The Cultural Differences I’ve Seen While Living in France

People walk the streets of Rennes in the Brittany region of northern France. Photo by Keevan Kearns.

RENNES, France—I have spent the last eight months immersed in French culture in Brittany, a region in the north of France, through GDS’ partnership with the organization School Year Abroad. Even in a technological age where we are in some ways more connected than ever before, I saw that in other ways America and France are culturally disconnected.

Forming connections across socially constructed borders broadened my worldview and helped me understand how national pride affects individuals’ lives in France and America.

Before leaving the States, I only thought of the French as smokers, as rude and as baguette-, wine- and cheese-lovers. Conversely, when I arrived in France, it was not long before I noticed the widely accepted stereotypes of Americans—that we are not interested in other cultures or languages, that we are overly proud to live in America and that we are conceited and loud.

Even with modern technology and the power to connect across borders, the gap between Americans and French people, as with varying other groups, felt wide.

As months passed, I started to feel that disconnect disappear in my own life through interactions with my teammates on the local soccer team I play for, with my host family and with the French teens I started to hang out with.

Every practice and game, a girl named Jeanne on my soccer team asks me about America and how it compares to France. One night in the locker room after practice, she told me that I was one of the only Americans she had ever talked to, and just by being keen to learn about French culture, I was not at all how she expected.

Since learning French doesn’t offer the same practical advantages as learning English, she asked me why I would spend nine months of high school in France. When I told her I was here to experience a new culture, she told me that she hadn’t thought Americans cared to learn about anybody other than themselves.

It was shocking to Jeanne that those in my community in America, living in the so-called best country in the world, “le meilleur pays du monde,” lack a strong sense of national pride. I told her that many Americans don’t wear red, white and blue on the Fourth of July, as some believe being prideful of America’s history condones its racism and colonialism.

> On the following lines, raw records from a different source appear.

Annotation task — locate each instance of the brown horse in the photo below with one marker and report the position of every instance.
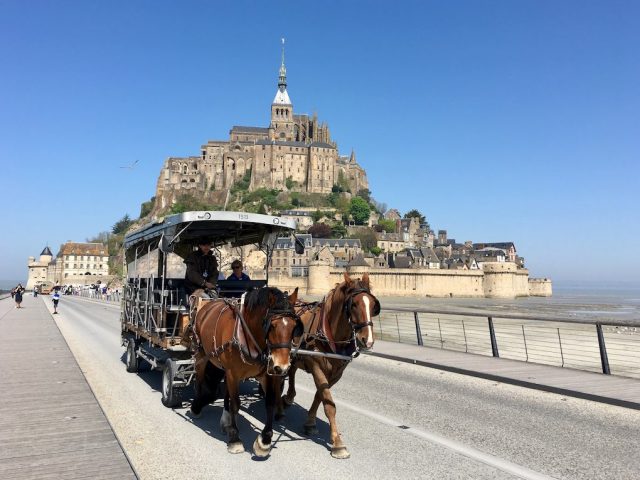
(340, 325)
(253, 343)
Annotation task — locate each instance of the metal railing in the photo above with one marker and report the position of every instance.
(611, 347)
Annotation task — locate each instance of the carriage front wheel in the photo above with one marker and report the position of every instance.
(170, 394)
(131, 358)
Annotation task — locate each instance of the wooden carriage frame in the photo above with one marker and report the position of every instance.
(154, 310)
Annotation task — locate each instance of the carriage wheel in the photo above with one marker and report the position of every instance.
(131, 358)
(170, 395)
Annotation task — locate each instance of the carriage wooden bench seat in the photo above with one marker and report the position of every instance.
(155, 312)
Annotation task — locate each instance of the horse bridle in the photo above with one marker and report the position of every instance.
(271, 314)
(349, 303)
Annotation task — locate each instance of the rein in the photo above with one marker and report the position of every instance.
(323, 330)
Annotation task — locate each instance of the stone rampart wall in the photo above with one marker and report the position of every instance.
(540, 287)
(497, 280)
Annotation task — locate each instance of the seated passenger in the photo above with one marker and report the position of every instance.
(237, 273)
(202, 271)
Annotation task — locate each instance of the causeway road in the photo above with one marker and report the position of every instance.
(398, 420)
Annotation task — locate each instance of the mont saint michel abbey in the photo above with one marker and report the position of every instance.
(295, 152)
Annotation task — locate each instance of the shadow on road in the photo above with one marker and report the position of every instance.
(251, 403)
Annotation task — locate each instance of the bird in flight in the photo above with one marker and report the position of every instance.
(130, 167)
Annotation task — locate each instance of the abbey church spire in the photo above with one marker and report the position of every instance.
(282, 125)
(282, 97)
(282, 79)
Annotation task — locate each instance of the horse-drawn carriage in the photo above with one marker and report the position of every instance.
(265, 335)
(155, 308)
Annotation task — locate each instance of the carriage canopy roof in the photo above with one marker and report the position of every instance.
(236, 228)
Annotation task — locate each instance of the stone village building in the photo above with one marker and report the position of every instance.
(76, 263)
(295, 149)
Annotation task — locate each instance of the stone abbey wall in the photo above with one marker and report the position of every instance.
(498, 280)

But that was hard for her to understand. The unspoken love that each person I have met has for their country and for Brittany is indescribable. As a matter of unity, each and every one of them makes their way to their local boulangerie at least once a week to restock on baguettes and pastries called kouign-amanns, a specialty of Brittany; Americans don’t make a point of buying a weekly burger as a show of patriotism.

When there is a soccer game on, the people here religiously sit behind their TVs until the clock hits 90 minutes, or, if they are lucky, are in the stadium chanting and singing with those around them. At get-togethers, I often hear the colloquialisms “vive la France” and “vive la Bretagne” declared merrily.

I must note that national pride anywhere should come with acknowledging all aspects of a country’s history. Many people I’ve met here fail to recognize France’s history of colonization and fail to include nonwhite people in their conception of the French national identity. 

Living in Brittany, I rarely hear social issues discussed—a far cry from my time at GDS. Towards the beginning of my time here, my host dad told me “les Francais sont racistes,” which translates directly to “the French,” meaning white French people, “are racist.”

In conversation, the French often romanticize life in America—so many people have asked me if I’ve met Hollywood celebrities or been to landmarks like Times Square or the White House—but if offered that life, most of them would say no. Being French, from what I’ve seen, is dreaming about living in the astounding New York City and waking up content that it was just a dream.

The importance of an individual’s national identity to his or her everyday life may vary between France and America, but in spite of the differences between us, I have managed to change the global perspectives of people like Jeanne I have met and they have changed mine.